Big banks to set aside US$77b in additional capital from 2019
SOME of the world’s biggest banks will have to set aside US$77 billion in extra capital from 2019 under new trading book rules unveiled yesterday by global regulators hoping to prevent another financial crisis.
In the latest sign of how regulators are being more accommodative as policy-makers emphasize the need to help economies grow, the Basel Committee of banking supervisors has eased its initial proposal for a hike in capital requirements.
Banks had warned that overly burdensome demands would make trading uneconomic, crimp lending and thin already stressed liquidity in markets.
Basel did not name the banks likely to be effected, but major US trading firms such as JP Morgan as well as European players such as Deutsche Bank are likely to be in the frame.
Policy-makers hope that publication of the rules will give clarity on the final, post-crisis regulatory picture for banks so they can forge sustainable businesses.
While the new rules won’t mark a huge overall hike in capital requirements, it could dampen ambitions at lenders to expand trading.

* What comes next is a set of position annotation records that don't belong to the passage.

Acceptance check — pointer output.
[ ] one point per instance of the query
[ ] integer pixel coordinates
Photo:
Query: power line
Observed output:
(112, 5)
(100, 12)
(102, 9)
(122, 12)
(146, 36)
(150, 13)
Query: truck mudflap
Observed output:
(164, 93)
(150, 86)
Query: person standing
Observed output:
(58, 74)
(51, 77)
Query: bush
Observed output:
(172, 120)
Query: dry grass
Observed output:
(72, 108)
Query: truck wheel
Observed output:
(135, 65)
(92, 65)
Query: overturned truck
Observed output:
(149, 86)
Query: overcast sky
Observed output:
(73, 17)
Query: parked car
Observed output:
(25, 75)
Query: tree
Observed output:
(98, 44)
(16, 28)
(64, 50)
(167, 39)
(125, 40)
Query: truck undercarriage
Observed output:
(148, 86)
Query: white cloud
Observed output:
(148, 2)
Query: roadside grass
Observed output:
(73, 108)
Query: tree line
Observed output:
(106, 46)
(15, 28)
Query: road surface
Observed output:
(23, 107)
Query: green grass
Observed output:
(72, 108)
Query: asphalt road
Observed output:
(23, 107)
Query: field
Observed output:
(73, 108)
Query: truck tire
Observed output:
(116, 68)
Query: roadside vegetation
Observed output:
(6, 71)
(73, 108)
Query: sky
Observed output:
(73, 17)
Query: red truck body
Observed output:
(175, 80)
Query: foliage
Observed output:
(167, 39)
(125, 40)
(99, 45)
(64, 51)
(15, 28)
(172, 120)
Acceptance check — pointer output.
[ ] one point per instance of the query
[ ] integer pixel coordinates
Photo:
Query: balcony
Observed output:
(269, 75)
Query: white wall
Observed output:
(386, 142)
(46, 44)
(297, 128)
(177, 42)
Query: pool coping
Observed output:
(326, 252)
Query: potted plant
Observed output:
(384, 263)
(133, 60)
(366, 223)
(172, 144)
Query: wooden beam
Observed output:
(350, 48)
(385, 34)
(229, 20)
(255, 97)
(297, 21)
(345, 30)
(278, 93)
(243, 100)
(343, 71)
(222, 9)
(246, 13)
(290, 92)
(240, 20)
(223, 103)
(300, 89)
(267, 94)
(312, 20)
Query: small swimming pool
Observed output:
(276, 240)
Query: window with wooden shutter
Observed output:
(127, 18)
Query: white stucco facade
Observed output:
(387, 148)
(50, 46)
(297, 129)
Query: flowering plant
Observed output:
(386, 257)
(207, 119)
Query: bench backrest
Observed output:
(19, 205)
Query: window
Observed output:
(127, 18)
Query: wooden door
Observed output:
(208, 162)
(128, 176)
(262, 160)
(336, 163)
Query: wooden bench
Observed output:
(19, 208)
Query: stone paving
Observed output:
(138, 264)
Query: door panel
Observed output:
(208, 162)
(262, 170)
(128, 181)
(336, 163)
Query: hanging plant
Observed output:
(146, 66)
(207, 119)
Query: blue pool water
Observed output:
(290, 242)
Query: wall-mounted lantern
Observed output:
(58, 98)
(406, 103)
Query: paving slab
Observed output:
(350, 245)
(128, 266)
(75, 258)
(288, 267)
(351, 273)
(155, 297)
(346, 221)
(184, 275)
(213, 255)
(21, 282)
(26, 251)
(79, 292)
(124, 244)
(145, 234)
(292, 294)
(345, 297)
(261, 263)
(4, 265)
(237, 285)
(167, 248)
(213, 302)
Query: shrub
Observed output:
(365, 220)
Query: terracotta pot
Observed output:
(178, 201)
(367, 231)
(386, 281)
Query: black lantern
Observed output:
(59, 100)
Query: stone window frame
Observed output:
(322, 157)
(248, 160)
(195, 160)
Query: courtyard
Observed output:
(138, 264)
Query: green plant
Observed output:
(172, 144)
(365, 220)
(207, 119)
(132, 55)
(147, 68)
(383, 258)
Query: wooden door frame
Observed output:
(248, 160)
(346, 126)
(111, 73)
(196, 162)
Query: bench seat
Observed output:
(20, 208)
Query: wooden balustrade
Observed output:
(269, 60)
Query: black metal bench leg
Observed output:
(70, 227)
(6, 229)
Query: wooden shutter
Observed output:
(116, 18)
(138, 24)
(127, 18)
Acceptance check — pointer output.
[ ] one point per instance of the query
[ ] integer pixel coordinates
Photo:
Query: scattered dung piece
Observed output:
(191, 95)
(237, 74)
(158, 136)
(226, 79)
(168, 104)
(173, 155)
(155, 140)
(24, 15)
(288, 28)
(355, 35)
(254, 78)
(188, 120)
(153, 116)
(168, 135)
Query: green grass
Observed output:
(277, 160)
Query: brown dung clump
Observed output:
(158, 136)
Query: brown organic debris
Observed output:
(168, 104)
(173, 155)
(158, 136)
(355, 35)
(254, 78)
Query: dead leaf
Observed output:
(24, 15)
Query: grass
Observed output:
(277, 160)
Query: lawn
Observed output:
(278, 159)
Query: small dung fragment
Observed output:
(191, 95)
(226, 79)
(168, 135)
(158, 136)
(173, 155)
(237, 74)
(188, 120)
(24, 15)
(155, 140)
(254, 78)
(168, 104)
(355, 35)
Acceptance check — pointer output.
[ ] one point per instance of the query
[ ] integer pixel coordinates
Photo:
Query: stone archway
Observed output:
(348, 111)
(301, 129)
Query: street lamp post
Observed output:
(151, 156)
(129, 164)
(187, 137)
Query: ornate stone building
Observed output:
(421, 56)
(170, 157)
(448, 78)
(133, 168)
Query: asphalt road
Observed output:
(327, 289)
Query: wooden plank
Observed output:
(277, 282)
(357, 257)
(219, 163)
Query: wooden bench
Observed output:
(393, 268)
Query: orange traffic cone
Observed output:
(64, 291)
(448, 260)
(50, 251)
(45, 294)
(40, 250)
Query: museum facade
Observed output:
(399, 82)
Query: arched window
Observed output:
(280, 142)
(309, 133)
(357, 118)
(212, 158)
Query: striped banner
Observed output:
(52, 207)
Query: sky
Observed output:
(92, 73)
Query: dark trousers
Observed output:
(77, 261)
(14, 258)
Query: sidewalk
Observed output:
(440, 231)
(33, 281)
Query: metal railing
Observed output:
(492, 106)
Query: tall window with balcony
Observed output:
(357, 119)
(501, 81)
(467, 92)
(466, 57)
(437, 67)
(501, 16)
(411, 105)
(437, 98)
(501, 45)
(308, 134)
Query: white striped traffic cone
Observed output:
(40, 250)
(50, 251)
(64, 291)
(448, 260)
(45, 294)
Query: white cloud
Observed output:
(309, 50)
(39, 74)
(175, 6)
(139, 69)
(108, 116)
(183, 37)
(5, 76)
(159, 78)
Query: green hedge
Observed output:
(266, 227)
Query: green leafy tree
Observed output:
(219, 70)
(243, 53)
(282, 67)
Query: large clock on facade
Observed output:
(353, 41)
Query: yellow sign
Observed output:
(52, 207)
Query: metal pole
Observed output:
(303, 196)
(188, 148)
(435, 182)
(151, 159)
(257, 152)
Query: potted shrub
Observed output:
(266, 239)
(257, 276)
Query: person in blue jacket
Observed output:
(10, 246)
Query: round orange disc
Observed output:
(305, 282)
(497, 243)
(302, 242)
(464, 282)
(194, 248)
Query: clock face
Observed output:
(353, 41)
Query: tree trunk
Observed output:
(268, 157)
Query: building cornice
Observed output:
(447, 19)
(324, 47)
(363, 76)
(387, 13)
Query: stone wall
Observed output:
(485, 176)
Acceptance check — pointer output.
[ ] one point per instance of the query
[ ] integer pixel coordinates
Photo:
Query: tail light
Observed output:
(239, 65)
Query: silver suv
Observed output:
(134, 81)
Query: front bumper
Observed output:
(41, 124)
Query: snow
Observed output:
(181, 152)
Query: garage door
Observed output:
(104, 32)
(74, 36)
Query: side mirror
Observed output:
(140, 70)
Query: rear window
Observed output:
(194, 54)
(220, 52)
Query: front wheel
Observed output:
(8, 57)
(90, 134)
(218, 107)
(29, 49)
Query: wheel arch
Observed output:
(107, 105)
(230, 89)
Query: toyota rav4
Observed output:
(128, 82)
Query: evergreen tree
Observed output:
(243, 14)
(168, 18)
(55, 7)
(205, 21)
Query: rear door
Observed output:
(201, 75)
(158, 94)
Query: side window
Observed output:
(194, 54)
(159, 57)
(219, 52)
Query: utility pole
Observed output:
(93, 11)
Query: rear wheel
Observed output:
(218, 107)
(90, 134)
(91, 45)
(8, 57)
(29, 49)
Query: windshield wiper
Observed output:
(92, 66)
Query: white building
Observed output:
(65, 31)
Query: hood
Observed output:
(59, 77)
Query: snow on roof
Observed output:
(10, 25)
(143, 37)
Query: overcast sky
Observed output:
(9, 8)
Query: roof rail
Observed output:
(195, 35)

Some lenders are already scaling back on trading activities to reduce the impact of the new rules.
Under its final, long-awaited rules on how much capital banks must hold in case stocks, bonds and other markets turn sour as they did in 2007-09, Basel has raised the trading book assets of a bank’s total risk-weighted assets to around 10 percent from 2019 from about 6 percent.
Each percentage point difference is equivalent to less than 20 billion euros (US$22 billion) in extra capital, and an impact study by Basel shows that for most lenders there will be little change, if any, in capital requirements.
The bulk of the 70 billion euros in extra capital requirements will fall on just a handful of big trading banks, though they are unlikely to need fresh capital as they typically hold far more than the overall minimum needed.
Under the new rules, the funds needed against non-securitized assets, which make up the bulk of trading books and include shares, foreign exchange, swaps and commodities, will rise by a median of 27 percent, Basel said.
For securitized or pooled debt, the capital increase will be a more modest 22 percent as far heftier hikes were introduced in the immediate aftermath of the financial crisis in a quick-fix known as Basel 2.5.
A core aim of the rules is to end incentives for banks to shift assets between their banking and trading books to exploit variations in capital charges. Regulators also want more consistent capital calculations at big banks.
Banks that use models to calculate will also have to run the same calculations using the “standard” test to act as a capital floor.